Mercedes EQB nadjeżdża. Oto wszystko, co o nim wiemy
Mercedes EQB już za kilka miesięcy zasili gamę elektrycznych aut ze Stuttgartu. To będzie kluczowy element nowej układanki marki. Co zaoferuje ten model?
Można śmiało powiedzieć, że Mercedes spóźnił się na imprezę samochodów elektrycznych. Model EQC nie spełnił pokładanej w nim nadziei, a kolejne auta pojawiają się ze zbyt dużym opóźnieniem względem konkurencji. Marka ze Stuttgartu chce jednak nadrobić zaległości w ekspresowym tempie. Poznaliśmy już SUV-a EQA, a lada moment dołączy do niego Mercedes EQB.
A więc co zaoferuje nam Mercedes EQB?
Zasadniczo to samo co model EQA. Można spodziewać się, że obydwa modele będą dzieliły ze sobą baterie i silniki. A to oznacza akumulator o pojemności 66,5 kWh. Wersja EQB 250, którą zapewne dostaniemy na start. Tym samym pod prawą nogą wyląduje 190 KM, a zasięg powinien wystarczać na przejechanie około 420 KM.
Nie jest to ostatnie słowo Mercedesa, gdyż potwierdzona jest także mocniejsza, oferująca 272 KM wersja.

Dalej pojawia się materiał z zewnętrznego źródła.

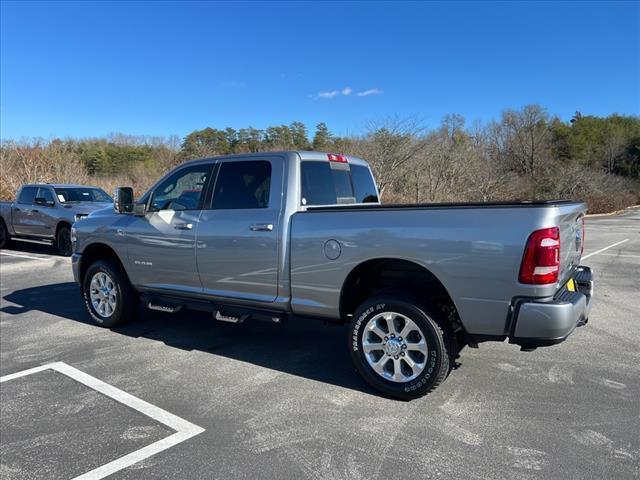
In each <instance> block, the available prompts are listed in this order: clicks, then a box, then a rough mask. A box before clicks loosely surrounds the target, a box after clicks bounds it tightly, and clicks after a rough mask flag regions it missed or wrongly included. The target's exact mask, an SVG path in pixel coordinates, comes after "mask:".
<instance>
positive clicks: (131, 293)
mask: <svg viewBox="0 0 640 480" xmlns="http://www.w3.org/2000/svg"><path fill="white" fill-rule="evenodd" d="M82 296H83V297H84V303H85V306H86V307H87V311H88V312H89V315H91V318H93V320H94V321H95V322H96V323H97V324H98V325H100V326H103V327H115V326H116V325H120V324H122V323H125V322H126V321H128V320H131V319H132V318H133V317H135V315H136V313H137V309H138V295H137V293H136V292H135V291H134V290H133V288H132V287H131V284H130V283H129V280H128V279H127V278H126V276H125V275H124V274H123V272H122V270H121V269H120V268H119V265H117V264H116V263H115V262H113V261H108V260H107V261H103V260H100V261H97V262H95V263H93V264H91V265H90V266H89V268H88V269H87V272H86V273H85V275H84V281H83V284H82Z"/></svg>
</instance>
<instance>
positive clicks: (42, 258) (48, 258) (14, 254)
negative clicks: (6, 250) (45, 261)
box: [0, 252, 49, 260]
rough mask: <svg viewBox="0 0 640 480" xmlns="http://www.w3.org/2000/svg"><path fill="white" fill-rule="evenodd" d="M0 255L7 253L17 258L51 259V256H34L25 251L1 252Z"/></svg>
mask: <svg viewBox="0 0 640 480" xmlns="http://www.w3.org/2000/svg"><path fill="white" fill-rule="evenodd" d="M0 255H7V256H8V257H16V258H28V259H30V260H49V258H47V257H33V256H31V255H25V254H24V253H9V252H0Z"/></svg>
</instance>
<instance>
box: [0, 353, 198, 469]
mask: <svg viewBox="0 0 640 480" xmlns="http://www.w3.org/2000/svg"><path fill="white" fill-rule="evenodd" d="M44 370H55V371H56V372H60V373H62V374H64V375H66V376H68V377H70V378H72V379H73V380H75V381H77V382H79V383H82V384H83V385H86V386H87V387H89V388H91V389H93V390H96V391H97V392H100V393H102V394H103V395H105V396H107V397H109V398H111V399H113V400H115V401H117V402H119V403H121V404H123V405H126V406H127V407H130V408H133V409H134V410H137V411H139V412H140V413H143V414H145V415H147V416H148V417H150V418H152V419H154V420H156V421H157V422H160V423H162V424H164V425H166V426H167V427H169V428H171V429H173V430H175V431H176V433H174V434H172V435H169V436H168V437H165V438H163V439H161V440H158V441H157V442H154V443H152V444H151V445H147V446H146V447H143V448H141V449H139V450H136V451H134V452H131V453H129V454H127V455H124V456H122V457H120V458H117V459H116V460H113V461H112V462H109V463H106V464H105V465H102V466H101V467H98V468H95V469H93V470H91V471H89V472H87V473H84V474H82V475H79V476H77V477H75V478H74V479H73V480H80V479H81V480H99V479H102V478H105V477H107V476H109V475H111V474H113V473H115V472H118V471H120V470H122V469H124V468H127V467H129V466H131V465H133V464H134V463H138V462H140V461H142V460H144V459H146V458H148V457H150V456H152V455H155V454H156V453H159V452H161V451H163V450H166V449H167V448H171V447H173V446H174V445H177V444H178V443H181V442H184V441H185V440H187V439H189V438H191V437H193V436H195V435H198V434H200V433H202V432H204V428H202V427H199V426H197V425H194V424H193V423H191V422H188V421H187V420H184V419H183V418H180V417H178V416H177V415H174V414H173V413H169V412H167V411H166V410H163V409H162V408H160V407H156V406H155V405H152V404H150V403H148V402H145V401H144V400H141V399H139V398H138V397H134V396H133V395H131V394H129V393H127V392H125V391H123V390H120V389H119V388H116V387H114V386H113V385H109V384H108V383H105V382H103V381H102V380H98V379H97V378H95V377H92V376H91V375H89V374H86V373H84V372H82V371H80V370H78V369H77V368H74V367H72V366H70V365H67V364H66V363H64V362H55V363H49V364H47V365H42V366H40V367H35V368H30V369H28V370H23V371H21V372H17V373H12V374H9V375H5V376H3V377H0V383H2V382H6V381H9V380H13V379H16V378H20V377H24V376H26V375H31V374H34V373H38V372H42V371H44Z"/></svg>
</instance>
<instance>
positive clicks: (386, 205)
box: [307, 200, 579, 211]
mask: <svg viewBox="0 0 640 480" xmlns="http://www.w3.org/2000/svg"><path fill="white" fill-rule="evenodd" d="M572 203H579V202H574V201H572V200H520V201H509V202H451V203H385V204H379V203H371V204H367V203H364V204H358V205H351V204H346V205H326V206H314V207H307V211H327V210H347V211H353V210H424V209H429V210H440V209H444V208H447V209H449V208H450V209H457V208H465V209H466V208H533V207H554V206H560V205H569V204H572Z"/></svg>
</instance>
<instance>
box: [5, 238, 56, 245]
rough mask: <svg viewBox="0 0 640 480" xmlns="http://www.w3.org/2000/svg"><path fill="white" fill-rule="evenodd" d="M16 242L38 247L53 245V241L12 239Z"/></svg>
mask: <svg viewBox="0 0 640 480" xmlns="http://www.w3.org/2000/svg"><path fill="white" fill-rule="evenodd" d="M11 240H14V241H16V242H25V243H35V244H36V245H53V240H33V239H31V238H21V237H11Z"/></svg>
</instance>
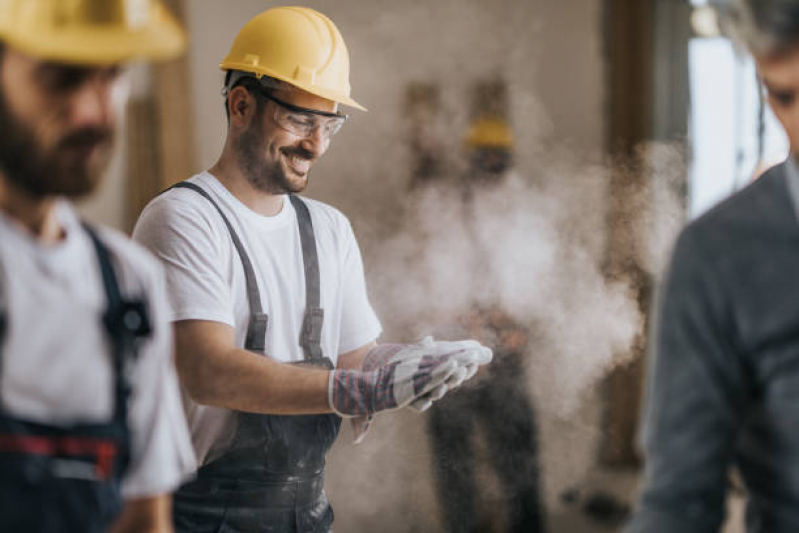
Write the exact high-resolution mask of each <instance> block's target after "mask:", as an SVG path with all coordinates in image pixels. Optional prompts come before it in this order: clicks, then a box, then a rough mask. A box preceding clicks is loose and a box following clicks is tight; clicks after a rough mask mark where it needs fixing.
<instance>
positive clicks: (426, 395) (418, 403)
mask: <svg viewBox="0 0 799 533" xmlns="http://www.w3.org/2000/svg"><path fill="white" fill-rule="evenodd" d="M431 405H433V400H431V399H430V398H429V397H428V396H427V395H425V396H422V397H421V398H416V399H415V400H414V401H412V402H411V403H410V407H411V408H412V409H413V410H414V411H417V412H419V413H421V412H424V411H427V410H428V409H430V406H431Z"/></svg>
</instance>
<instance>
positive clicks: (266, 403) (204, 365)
mask: <svg viewBox="0 0 799 533" xmlns="http://www.w3.org/2000/svg"><path fill="white" fill-rule="evenodd" d="M181 366H182V367H183V368H182V370H181V380H182V381H183V383H184V386H185V387H186V389H187V390H188V392H189V395H190V396H191V397H192V399H193V400H194V401H196V402H197V403H200V404H204V405H213V406H215V407H224V408H227V409H235V410H237V411H246V412H252V413H264V414H282V415H288V414H291V415H304V414H320V413H330V412H332V410H331V408H330V405H329V403H328V383H329V377H330V372H329V371H327V370H323V369H315V368H308V367H298V366H293V365H289V364H285V363H280V362H277V361H275V360H273V359H269V358H268V357H264V356H261V355H258V354H255V353H252V352H249V351H247V350H243V349H240V348H233V349H230V350H227V351H225V352H222V353H217V354H213V355H212V356H206V357H203V363H202V364H201V365H196V367H193V368H186V366H187V365H181Z"/></svg>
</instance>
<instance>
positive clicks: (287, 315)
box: [133, 172, 381, 464]
mask: <svg viewBox="0 0 799 533" xmlns="http://www.w3.org/2000/svg"><path fill="white" fill-rule="evenodd" d="M189 181H190V182H191V183H194V184H196V185H199V186H200V187H202V188H203V189H204V190H205V191H206V192H207V193H208V194H210V195H211V197H212V198H214V200H215V201H216V202H217V204H218V205H219V207H220V208H221V209H222V210H223V211H224V213H225V215H226V216H227V218H228V220H229V221H230V223H231V225H232V226H233V229H234V230H235V231H236V233H237V235H238V236H239V239H240V240H241V242H242V244H243V246H244V248H245V250H246V251H247V255H248V256H249V258H250V261H251V262H252V264H253V269H254V270H255V277H256V279H257V282H258V288H259V291H260V293H261V303H262V306H263V311H264V313H266V314H268V315H269V322H268V327H267V332H266V342H265V346H266V350H265V351H266V353H267V354H268V356H269V357H272V358H273V359H276V360H278V361H284V362H292V361H300V360H302V359H303V357H304V356H303V351H302V348H301V347H300V345H299V337H300V328H301V326H302V323H303V318H304V316H305V274H304V269H303V257H302V248H301V244H300V234H299V230H298V226H297V218H296V214H295V212H294V207H293V206H292V205H291V202H289V201H288V198H287V197H285V198H284V201H283V208H282V210H281V211H280V213H278V214H277V215H275V216H272V217H266V216H262V215H259V214H257V213H255V212H254V211H252V210H250V209H249V208H248V207H246V206H245V205H244V204H242V203H241V202H240V201H239V200H238V199H237V198H236V197H235V196H233V195H232V194H231V193H230V192H229V191H228V190H227V189H226V188H225V187H224V186H223V185H222V184H221V183H220V182H219V181H218V180H217V179H216V178H215V177H213V176H212V175H211V174H209V173H207V172H203V173H201V174H198V175H196V176H194V177H192V178H190V180H189ZM304 201H305V203H306V205H307V206H308V210H309V211H310V214H311V220H312V222H313V227H314V233H315V236H316V247H317V251H318V255H319V269H320V280H321V294H320V299H321V307H322V309H324V313H325V317H324V326H323V328H322V339H321V345H322V351H323V354H324V355H325V356H326V357H329V358H330V359H331V360H332V361H333V363H334V364H335V363H336V360H337V358H338V355H339V354H343V353H346V352H349V351H351V350H354V349H356V348H360V347H361V346H364V345H365V344H367V343H369V342H371V341H373V340H375V339H376V338H377V337H378V336H379V335H380V332H381V327H380V322H379V320H378V319H377V316H376V315H375V313H374V311H373V310H372V306H371V305H370V304H369V300H368V298H367V294H366V284H365V282H364V276H363V264H362V260H361V253H360V250H359V249H358V244H357V242H356V241H355V236H354V235H353V233H352V228H351V227H350V223H349V221H348V220H347V218H346V217H345V216H344V215H343V214H341V213H340V212H339V211H338V210H336V209H334V208H333V207H330V206H328V205H325V204H323V203H321V202H317V201H314V200H310V199H307V198H305V199H304ZM133 235H134V238H135V239H136V240H138V241H139V242H141V243H142V244H144V245H145V246H146V247H147V248H149V249H150V250H151V251H152V252H153V253H155V255H156V256H157V257H159V258H160V259H161V260H162V261H163V263H164V265H165V267H166V273H167V290H168V291H169V294H170V296H171V301H172V302H171V303H172V314H171V319H172V320H174V321H179V320H209V321H214V322H222V323H224V324H229V325H230V326H232V327H234V328H235V336H236V345H237V346H240V347H243V346H244V340H245V337H246V333H247V326H248V324H249V320H250V308H249V301H248V299H247V292H246V283H245V278H244V268H243V267H242V263H241V259H240V258H239V255H238V252H237V251H236V248H235V246H234V245H233V241H232V239H231V237H230V233H229V231H228V229H227V227H226V226H225V223H224V221H223V220H222V217H221V216H220V215H219V213H218V212H217V211H216V209H214V207H213V206H212V205H211V203H210V202H209V201H208V200H207V199H205V198H203V197H202V196H200V195H199V194H198V193H197V192H195V191H192V190H189V189H172V190H170V191H167V192H166V193H164V194H162V195H160V196H159V197H157V198H156V199H154V200H153V201H152V202H150V204H149V205H148V206H147V207H146V208H145V209H144V211H143V212H142V215H141V217H140V218H139V221H138V223H137V224H136V229H135V230H134V233H133ZM184 404H185V405H186V410H187V416H188V420H189V428H190V430H191V433H192V440H193V442H194V448H195V452H196V453H197V458H198V460H199V461H200V464H204V463H205V462H208V461H210V460H213V459H215V458H216V457H217V456H218V455H219V453H221V451H222V450H223V449H224V448H225V446H226V445H227V443H228V442H229V439H230V438H231V437H232V431H233V428H234V427H235V426H234V425H233V413H232V411H229V410H226V409H220V408H216V407H210V406H201V405H197V404H195V403H194V402H192V401H191V399H190V398H188V396H187V395H184Z"/></svg>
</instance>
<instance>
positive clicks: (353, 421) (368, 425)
mask: <svg viewBox="0 0 799 533" xmlns="http://www.w3.org/2000/svg"><path fill="white" fill-rule="evenodd" d="M350 425H351V427H352V432H353V434H354V438H353V439H352V443H353V444H360V443H361V442H363V439H364V437H366V433H367V432H368V431H369V428H370V427H371V425H372V415H368V416H357V417H355V418H350Z"/></svg>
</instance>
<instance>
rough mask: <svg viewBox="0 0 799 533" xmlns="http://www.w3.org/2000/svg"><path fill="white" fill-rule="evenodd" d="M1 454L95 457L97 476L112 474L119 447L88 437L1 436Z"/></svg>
mask: <svg viewBox="0 0 799 533" xmlns="http://www.w3.org/2000/svg"><path fill="white" fill-rule="evenodd" d="M0 453H25V454H30V455H49V456H55V455H58V456H67V457H69V456H86V455H88V456H95V457H96V459H95V466H96V469H97V476H98V477H99V478H100V479H106V478H108V476H110V474H111V470H112V468H113V465H114V458H115V457H116V455H117V445H116V443H115V442H114V441H111V440H108V439H99V438H86V437H39V436H33V435H0Z"/></svg>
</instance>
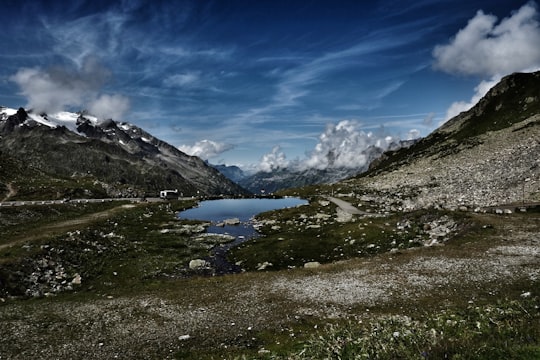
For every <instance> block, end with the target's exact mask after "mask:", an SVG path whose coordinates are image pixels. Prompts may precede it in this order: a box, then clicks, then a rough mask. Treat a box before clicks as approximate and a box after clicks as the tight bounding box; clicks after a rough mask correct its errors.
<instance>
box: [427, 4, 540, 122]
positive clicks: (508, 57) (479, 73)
mask: <svg viewBox="0 0 540 360" xmlns="http://www.w3.org/2000/svg"><path fill="white" fill-rule="evenodd" d="M497 20H498V19H497V17H495V16H493V15H486V14H484V13H483V12H482V11H478V12H477V13H476V15H475V16H474V17H473V18H472V19H471V20H469V22H468V24H467V26H466V27H465V28H463V29H461V30H460V31H459V32H458V33H457V34H456V36H455V37H454V38H453V39H452V40H451V41H450V43H449V44H447V45H439V46H436V47H435V49H434V50H433V56H434V57H435V63H434V67H435V68H436V69H439V70H442V71H445V72H448V73H451V74H462V75H480V76H487V77H488V78H489V79H488V80H483V81H481V82H480V84H478V86H476V88H475V93H474V95H473V96H472V98H471V99H470V100H469V101H457V102H454V103H453V104H452V105H450V107H449V108H448V110H447V112H446V118H445V120H444V121H446V120H449V119H451V118H452V117H454V116H456V115H458V114H459V113H460V112H462V111H467V110H469V109H470V108H471V107H472V106H474V105H475V104H476V103H477V102H478V101H479V100H480V99H481V98H482V97H483V96H484V95H485V94H486V93H487V92H488V91H489V89H491V88H492V87H493V86H494V85H495V84H497V82H499V81H500V79H501V78H502V77H503V76H504V75H507V74H509V73H512V72H517V71H522V72H529V71H535V70H538V69H539V68H540V46H537V45H536V44H540V24H539V22H538V11H537V9H536V4H535V3H534V2H529V3H527V4H525V5H523V6H522V7H521V8H520V9H519V10H517V11H516V12H514V13H512V15H511V16H510V17H507V18H504V19H503V20H501V22H500V23H499V24H497ZM444 121H443V122H444Z"/></svg>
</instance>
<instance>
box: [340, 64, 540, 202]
mask: <svg viewBox="0 0 540 360" xmlns="http://www.w3.org/2000/svg"><path fill="white" fill-rule="evenodd" d="M340 185H341V186H342V187H343V188H348V187H354V188H363V189H365V191H366V192H371V193H375V194H379V198H378V200H377V201H380V202H383V201H386V203H387V204H388V203H390V204H391V203H393V204H394V207H396V208H401V209H409V210H413V209H419V208H426V207H427V208H447V209H456V208H460V207H461V208H468V209H478V208H485V207H490V206H498V205H501V204H513V205H515V206H518V205H520V204H522V205H526V204H527V203H529V204H531V203H532V204H535V203H538V202H540V71H539V72H534V73H514V74H511V75H508V76H506V77H504V78H503V79H502V80H501V81H500V82H499V83H498V84H497V85H495V86H494V87H493V88H492V89H491V90H489V91H488V93H487V94H486V95H485V96H484V97H483V98H482V99H481V100H480V101H479V102H478V103H477V104H476V105H475V106H474V107H472V108H471V109H470V110H468V111H466V112H462V113H461V114H459V115H458V116H456V117H454V118H452V119H450V120H449V121H448V122H446V123H445V124H443V125H442V126H441V127H439V128H438V129H437V130H435V131H434V132H432V133H431V134H430V135H428V136H426V137H425V138H423V139H421V140H419V141H418V142H417V143H416V144H414V145H413V146H411V147H408V148H402V149H398V150H396V151H389V152H386V153H384V154H383V155H382V156H381V157H379V158H378V159H377V160H375V161H374V162H372V163H371V165H370V168H369V169H368V171H367V172H365V173H363V174H360V175H359V176H357V177H355V178H351V179H348V180H346V181H343V182H341V183H340Z"/></svg>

Ma ona dostać większy akumulator, co przełoży się na zasięg przekraczający 500 kilometrów.
No dobrze, ale po co Mercedes EQB, skoro już jest EQA?
Odpowiedź jest bardzo prosta. Chodzi o dotarcie do jak najszerszego grona potencjalnych klientów. EQA, jako mniejszy i bardziej stylowy crossover, przyciągnie inną grupę docelową, niż EQB. Tutaj w topowym wydaniu dostaniemy nawet 7 miejsc, a ogromny bagażnik docenią rodziny.
Mercedes EQA dostał ledową listwę łączącą tylne lampy. Taki sam zabieg stylistyczny pojawi się w EQB.
A co ze stylistyką?
Nie spodziewajcie się, że EQB będzie wyglądało jak GLB. Podobnie jak model EQA dostaniemy tutaj przemodelowany pas przedni i tylny. Wizję frontu, przygotowaną dla Was przez motor.es możecie zobaczyć na zdjęciu. Z tyłu z kolei pojawi się ledowa listwa, która połączy tylne lampy. Tym samym stworzona zostanie spójność stylistyczna pomiędzy wszystkimi elektrycznymi modelami.
W kabinie zmiany będą bardzo dyskretne. Delikatne detale staną się wyróżnikiem elektrycznego modelu. Cały design kokpitu pozostanie jednak niezmieniony, co powinno ułatwić przesiadkę ze spalinowych modeli do elektryka.
Premiera? Cóż, tutaj dokładnej daty wciąż nie znamy. Mercedes opóźniał debiut modelu EQA i zapewne da mu odrobinę przestrzeni, aby ten samochód nabrał rozpędu na rynku. Tym samym EQB poznamy zapewne bliżej połowy roku, a w salonach pojawi się w czwartym kwartale.